Fixing America’s Public Education: A Complex Solution



Albeit with good intent, curriculum standardization and administrative bloat have jeopardized the success of students in the public education system.


As I drive past my old middle school in Milford Square, Pa., I see the now-vacant edifice of what was once a full, bustling and sprawling home of eager and excited students. Today, all that remains is a deserted school with an overgrown lawn, some creeping vines and several boarded-up windows.

Public schools may not all be in physical decay, but my former middle school is symbolic of a larger problem with public education in the United States. Between an ever-tightening federal grasp over local authority, alongside the ballooning of a bureaucratic administration, it seems that we’re forgetting the most fundamental part of school: children.

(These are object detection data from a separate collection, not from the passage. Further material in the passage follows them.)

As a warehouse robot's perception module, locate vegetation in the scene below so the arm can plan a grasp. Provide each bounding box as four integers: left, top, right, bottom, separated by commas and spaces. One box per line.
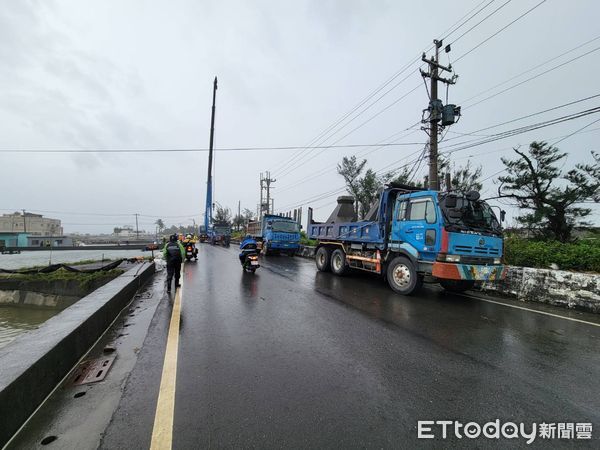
337, 156, 482, 218
498, 142, 600, 242
504, 236, 600, 272
0, 268, 124, 290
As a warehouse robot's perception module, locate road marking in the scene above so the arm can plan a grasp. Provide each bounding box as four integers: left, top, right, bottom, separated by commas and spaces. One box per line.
150, 264, 185, 450
460, 294, 600, 327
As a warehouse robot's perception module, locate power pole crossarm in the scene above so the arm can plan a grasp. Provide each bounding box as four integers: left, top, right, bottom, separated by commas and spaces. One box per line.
421, 40, 460, 191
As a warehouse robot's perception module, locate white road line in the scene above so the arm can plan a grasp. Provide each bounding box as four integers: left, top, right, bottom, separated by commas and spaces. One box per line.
460, 294, 600, 327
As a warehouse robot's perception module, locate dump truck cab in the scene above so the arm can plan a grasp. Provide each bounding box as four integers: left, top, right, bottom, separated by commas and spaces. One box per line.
309, 185, 504, 294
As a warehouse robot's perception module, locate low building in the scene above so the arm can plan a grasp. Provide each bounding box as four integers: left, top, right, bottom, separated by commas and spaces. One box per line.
0, 212, 64, 237
0, 232, 29, 248
27, 236, 75, 247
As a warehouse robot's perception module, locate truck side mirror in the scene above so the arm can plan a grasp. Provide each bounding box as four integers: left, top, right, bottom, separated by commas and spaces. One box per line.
445, 195, 457, 208
448, 209, 462, 219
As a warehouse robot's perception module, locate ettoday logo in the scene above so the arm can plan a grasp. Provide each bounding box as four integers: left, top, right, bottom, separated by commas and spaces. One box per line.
417, 419, 592, 444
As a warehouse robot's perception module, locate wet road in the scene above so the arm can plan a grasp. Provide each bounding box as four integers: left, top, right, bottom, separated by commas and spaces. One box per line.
102, 245, 600, 449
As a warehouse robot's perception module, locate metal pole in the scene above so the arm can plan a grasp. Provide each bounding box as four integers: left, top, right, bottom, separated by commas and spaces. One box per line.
204, 77, 217, 233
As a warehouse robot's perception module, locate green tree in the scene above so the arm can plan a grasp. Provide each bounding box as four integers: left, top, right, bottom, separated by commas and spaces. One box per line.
337, 156, 367, 214
498, 142, 600, 242
233, 214, 246, 231
242, 208, 254, 222
440, 161, 483, 192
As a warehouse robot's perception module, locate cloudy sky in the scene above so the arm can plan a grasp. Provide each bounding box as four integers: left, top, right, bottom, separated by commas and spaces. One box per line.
0, 0, 600, 232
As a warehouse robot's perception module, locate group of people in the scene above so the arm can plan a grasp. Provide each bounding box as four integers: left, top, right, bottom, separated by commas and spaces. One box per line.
163, 234, 257, 293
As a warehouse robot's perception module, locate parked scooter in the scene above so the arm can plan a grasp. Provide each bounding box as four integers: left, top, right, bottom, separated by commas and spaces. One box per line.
239, 236, 260, 273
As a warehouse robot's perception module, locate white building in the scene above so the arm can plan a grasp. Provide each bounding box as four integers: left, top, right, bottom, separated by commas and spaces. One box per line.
0, 212, 63, 236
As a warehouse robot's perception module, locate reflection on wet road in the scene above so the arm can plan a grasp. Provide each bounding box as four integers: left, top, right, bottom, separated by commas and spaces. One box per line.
168, 246, 600, 448
0, 306, 60, 347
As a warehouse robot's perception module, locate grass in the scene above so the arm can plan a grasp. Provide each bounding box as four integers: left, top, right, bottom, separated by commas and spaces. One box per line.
0, 268, 125, 291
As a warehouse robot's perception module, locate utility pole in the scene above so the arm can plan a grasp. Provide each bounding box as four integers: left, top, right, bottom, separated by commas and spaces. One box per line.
204, 77, 217, 233
421, 39, 460, 191
259, 172, 277, 219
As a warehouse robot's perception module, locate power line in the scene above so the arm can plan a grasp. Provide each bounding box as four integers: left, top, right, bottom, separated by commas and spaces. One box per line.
459, 36, 600, 105
463, 47, 600, 109
446, 93, 600, 144
454, 0, 546, 62
274, 0, 504, 176
0, 142, 424, 153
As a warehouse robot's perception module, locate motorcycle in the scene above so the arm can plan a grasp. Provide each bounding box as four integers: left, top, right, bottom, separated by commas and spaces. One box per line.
242, 249, 260, 273
185, 242, 198, 261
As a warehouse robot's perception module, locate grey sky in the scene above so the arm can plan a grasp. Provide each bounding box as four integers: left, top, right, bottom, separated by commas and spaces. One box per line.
0, 0, 600, 232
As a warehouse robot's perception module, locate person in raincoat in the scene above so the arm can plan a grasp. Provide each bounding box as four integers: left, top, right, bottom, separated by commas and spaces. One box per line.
163, 234, 185, 292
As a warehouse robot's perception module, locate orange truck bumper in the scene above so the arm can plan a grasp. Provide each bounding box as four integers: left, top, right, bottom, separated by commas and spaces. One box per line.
432, 261, 506, 281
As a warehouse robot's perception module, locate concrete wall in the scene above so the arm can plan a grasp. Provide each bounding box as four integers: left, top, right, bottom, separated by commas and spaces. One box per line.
297, 246, 600, 313
481, 267, 600, 313
0, 263, 154, 448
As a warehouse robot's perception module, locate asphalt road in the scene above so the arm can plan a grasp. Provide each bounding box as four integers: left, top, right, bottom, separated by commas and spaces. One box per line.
95, 245, 600, 449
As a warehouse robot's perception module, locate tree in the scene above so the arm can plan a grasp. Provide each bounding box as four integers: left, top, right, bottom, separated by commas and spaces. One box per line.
498, 142, 600, 242
242, 208, 254, 222
233, 214, 246, 231
337, 156, 367, 214
213, 206, 231, 225
440, 161, 483, 192
356, 169, 389, 218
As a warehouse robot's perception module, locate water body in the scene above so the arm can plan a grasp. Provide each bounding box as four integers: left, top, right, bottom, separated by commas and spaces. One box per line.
0, 250, 148, 269
0, 306, 60, 348
0, 250, 156, 348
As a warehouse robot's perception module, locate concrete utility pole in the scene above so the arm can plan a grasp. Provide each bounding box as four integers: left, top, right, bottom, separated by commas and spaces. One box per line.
260, 172, 277, 219
421, 39, 460, 191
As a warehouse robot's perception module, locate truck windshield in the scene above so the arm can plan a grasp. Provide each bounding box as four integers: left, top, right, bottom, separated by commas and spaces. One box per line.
272, 222, 300, 233
440, 197, 502, 235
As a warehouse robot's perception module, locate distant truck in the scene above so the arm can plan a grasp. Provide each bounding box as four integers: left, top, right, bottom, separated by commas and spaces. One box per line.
208, 222, 231, 247
308, 184, 505, 295
248, 214, 300, 256
198, 225, 208, 242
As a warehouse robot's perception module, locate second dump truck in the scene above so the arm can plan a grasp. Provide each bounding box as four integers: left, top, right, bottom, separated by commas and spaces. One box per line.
308, 184, 505, 295
248, 214, 300, 256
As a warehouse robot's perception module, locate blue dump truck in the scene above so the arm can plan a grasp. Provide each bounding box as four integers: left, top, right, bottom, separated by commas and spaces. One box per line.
248, 214, 300, 256
309, 184, 505, 295
207, 222, 231, 247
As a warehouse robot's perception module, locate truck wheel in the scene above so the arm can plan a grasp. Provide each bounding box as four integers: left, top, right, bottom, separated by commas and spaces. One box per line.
315, 247, 331, 272
387, 256, 423, 295
331, 248, 348, 276
440, 280, 475, 292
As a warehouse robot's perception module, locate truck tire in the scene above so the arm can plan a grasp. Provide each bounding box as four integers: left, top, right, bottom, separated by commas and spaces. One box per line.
315, 247, 331, 272
331, 248, 348, 277
440, 280, 475, 292
386, 256, 423, 295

We bog students down with meaningless exams, remove individuality from curricula and create a system that prizes success over creativity. However, the disastrous initiatives and programs that have warped the U.S. public school system into the jungle it is today warrant a complex solution: returning instructional discretion to states and school boards and eliminating administrative waste.

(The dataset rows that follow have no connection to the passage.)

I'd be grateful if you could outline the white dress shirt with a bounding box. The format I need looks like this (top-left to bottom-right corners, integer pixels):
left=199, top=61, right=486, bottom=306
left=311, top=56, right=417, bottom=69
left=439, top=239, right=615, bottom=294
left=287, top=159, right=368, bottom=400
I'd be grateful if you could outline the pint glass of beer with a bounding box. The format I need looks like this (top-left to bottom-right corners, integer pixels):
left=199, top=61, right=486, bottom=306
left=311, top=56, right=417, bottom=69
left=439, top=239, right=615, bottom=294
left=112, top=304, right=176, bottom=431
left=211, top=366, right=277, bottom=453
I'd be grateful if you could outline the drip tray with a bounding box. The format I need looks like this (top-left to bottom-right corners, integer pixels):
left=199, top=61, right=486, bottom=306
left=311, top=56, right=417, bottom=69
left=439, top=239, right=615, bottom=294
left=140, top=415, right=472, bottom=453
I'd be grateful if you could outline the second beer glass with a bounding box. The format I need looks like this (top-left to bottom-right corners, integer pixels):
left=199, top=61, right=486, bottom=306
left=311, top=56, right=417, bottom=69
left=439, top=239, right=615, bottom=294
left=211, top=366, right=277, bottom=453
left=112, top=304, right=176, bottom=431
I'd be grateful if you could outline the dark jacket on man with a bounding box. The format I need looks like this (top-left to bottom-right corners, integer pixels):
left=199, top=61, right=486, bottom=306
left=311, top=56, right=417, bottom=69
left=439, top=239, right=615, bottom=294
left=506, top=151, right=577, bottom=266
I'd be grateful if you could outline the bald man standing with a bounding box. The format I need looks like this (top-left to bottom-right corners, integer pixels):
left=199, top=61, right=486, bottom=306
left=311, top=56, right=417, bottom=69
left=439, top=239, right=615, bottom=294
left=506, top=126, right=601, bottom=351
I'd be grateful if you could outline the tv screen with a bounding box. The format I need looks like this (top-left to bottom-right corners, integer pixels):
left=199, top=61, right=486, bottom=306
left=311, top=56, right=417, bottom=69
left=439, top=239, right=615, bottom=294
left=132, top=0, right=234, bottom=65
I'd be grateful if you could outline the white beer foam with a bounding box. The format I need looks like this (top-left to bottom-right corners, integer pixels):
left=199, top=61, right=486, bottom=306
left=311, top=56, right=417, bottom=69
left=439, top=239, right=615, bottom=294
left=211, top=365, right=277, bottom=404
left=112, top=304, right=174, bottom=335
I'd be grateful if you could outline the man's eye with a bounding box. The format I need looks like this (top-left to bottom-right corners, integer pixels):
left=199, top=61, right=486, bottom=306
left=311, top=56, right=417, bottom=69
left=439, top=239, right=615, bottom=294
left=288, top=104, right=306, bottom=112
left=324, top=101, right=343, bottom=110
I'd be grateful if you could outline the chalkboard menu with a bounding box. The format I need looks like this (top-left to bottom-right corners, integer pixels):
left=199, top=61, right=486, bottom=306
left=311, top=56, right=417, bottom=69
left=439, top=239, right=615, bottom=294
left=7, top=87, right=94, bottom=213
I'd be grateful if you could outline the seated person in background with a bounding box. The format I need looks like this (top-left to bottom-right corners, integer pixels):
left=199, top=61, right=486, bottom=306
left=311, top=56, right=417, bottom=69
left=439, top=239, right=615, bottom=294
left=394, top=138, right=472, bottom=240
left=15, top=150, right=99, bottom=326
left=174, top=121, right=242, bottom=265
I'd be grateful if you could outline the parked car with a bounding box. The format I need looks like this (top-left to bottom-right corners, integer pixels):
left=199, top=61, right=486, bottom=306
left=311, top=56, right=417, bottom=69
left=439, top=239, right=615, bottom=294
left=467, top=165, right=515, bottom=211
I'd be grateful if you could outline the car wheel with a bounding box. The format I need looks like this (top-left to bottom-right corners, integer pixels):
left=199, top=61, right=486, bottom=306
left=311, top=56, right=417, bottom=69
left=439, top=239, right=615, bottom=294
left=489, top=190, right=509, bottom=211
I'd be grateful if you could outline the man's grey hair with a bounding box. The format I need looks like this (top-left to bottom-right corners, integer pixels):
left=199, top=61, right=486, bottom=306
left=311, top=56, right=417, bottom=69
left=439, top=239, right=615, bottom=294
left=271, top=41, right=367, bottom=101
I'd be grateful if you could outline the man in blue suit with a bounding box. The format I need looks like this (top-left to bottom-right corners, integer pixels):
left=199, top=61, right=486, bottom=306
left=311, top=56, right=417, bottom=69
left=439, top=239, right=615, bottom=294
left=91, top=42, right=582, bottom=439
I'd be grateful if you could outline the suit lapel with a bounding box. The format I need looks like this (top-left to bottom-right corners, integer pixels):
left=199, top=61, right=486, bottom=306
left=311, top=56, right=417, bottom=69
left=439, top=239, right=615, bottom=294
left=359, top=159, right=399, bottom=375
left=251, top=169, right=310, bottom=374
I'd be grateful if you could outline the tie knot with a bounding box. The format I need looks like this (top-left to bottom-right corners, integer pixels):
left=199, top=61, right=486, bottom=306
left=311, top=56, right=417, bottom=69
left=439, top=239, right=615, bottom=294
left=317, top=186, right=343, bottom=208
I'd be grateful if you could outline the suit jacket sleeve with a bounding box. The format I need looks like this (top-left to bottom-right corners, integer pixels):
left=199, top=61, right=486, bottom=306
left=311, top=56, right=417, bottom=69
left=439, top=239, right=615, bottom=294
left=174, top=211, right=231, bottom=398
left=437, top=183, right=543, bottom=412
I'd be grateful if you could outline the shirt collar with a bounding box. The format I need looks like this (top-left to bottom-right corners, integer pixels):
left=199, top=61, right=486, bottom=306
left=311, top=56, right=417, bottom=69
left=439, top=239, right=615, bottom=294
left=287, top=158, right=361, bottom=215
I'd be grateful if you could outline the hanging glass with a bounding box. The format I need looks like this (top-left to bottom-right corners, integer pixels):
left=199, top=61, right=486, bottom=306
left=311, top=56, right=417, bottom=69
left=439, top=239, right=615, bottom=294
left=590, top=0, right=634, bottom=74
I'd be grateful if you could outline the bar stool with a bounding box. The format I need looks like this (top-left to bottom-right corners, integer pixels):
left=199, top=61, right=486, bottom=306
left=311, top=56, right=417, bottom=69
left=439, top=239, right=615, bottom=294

We must first return institutional discretion to states and localities as by any measure, recent federal education standards have been a disaster. Take the No Child Left Behind Act of 2002 (NCLB). Under threat of losing federal funding, all 50 states either revised or adopted standards to comply with federal law and began testing most students, ostensibly to ensure that proficiency benchmarks in math and language arts were met.

By measuring test results against ambiguous benchmarks that no schools have ever met, NCLB created a false narrative of “failure” in schools across the nation. In Massachusetts  generally considered to house some of the best schools in the country 80% of public schools faced NCLB sanctions as a result of poor test scores.

Under this false narrative of failure, schools were forced to double down and use test scores to evaluate teachers, leading the school day to become a monotonous monstrosity of test preparation.

Expanding upon the problems rained down from NCLB came the Common Core Initiatives, a federal incentive from 2010 that attempted to install a top-down approach on public education with the purpose of creating language arts and mathematics standards at the conclusion of each grade level.

These initiatives have been so destructive that they have earned the unique status of unifying criticism across the ideological spectrum, from the Tea Party to Democratic Socialists. The former dubbed these standards as “Obamacore,” while the latter have worried that the standards are simply a front for corporate interests. Among others, teachers commented that they received “little to no training” in adopting this new rushed-in wave on standards. Others lament the loss of classic literature, replaced by modern lesser-known novels and biographies. In my own “world literature” course, never once did we pick up “Anna Karenina” or “Don Quixote;” instead we opted for “Things Fall Apart” and “Night,” two depressing avant-garde stories of genocidal regimes.

Furthermore, countless examples support the claim that more funding will not necessarily lead to higher educational outcomes for students. Take Washington, D.C., for instance. Our nation’s capital plays host to some of the highest-funded and worst-performing schools in the entire country. They spent an average of nearly $27,000 per student in 2014, more than $16,000 higher than the national average, and only a third of this money goes directly to instructional purposes.

Instead, as many think tanks have noted, most of this funding goes right over students’ heads and into an ever-growing administrative bureaucracy. Between 1950 and 2009, the number of public school administrative positions soared 702% while the student population increased just 96%.

In my home state of Pennsylvania, the student population grew 5% between 1997 and 2009, yet non-teaching staff grew 36% — and that wasn’t even the most egregious example in the country. The student population in the nation’s capital actually shrunk 15% during this period, but their administrative positions ballooned a whopping 42% over that time.

“For a classroom of 25 students in the United States, there would have been an extra $12,314, on average, to spend if public schools had not disproportionately hired non-teaching personnel,” the Friedman Foundation reports. It boggles my mind that public schools don’t put every spare penny towards their students.

While my grievances of standardization and administrative growth are by no means exhaustive of the discourse of public education reform in the United States, I hope that they can serve as a type of guidepost to steer our nation in a direction that improves the quality of education for all of our children. Luckily, while these problems do require constant lobbying of state and governments for a complete fix, a lot of work can be accomplished at the local level to give schools a helping hand.

A year ago, I never would’ve thought I’d be running for my own school board, but I am doing just that today. Few, if any, of those regulating education have actually been educated in the mold of the current curriculum. For any student looking to become involved in politics, local decisions often produce the greatest impact on American lives and school boards are a great body to serve the public.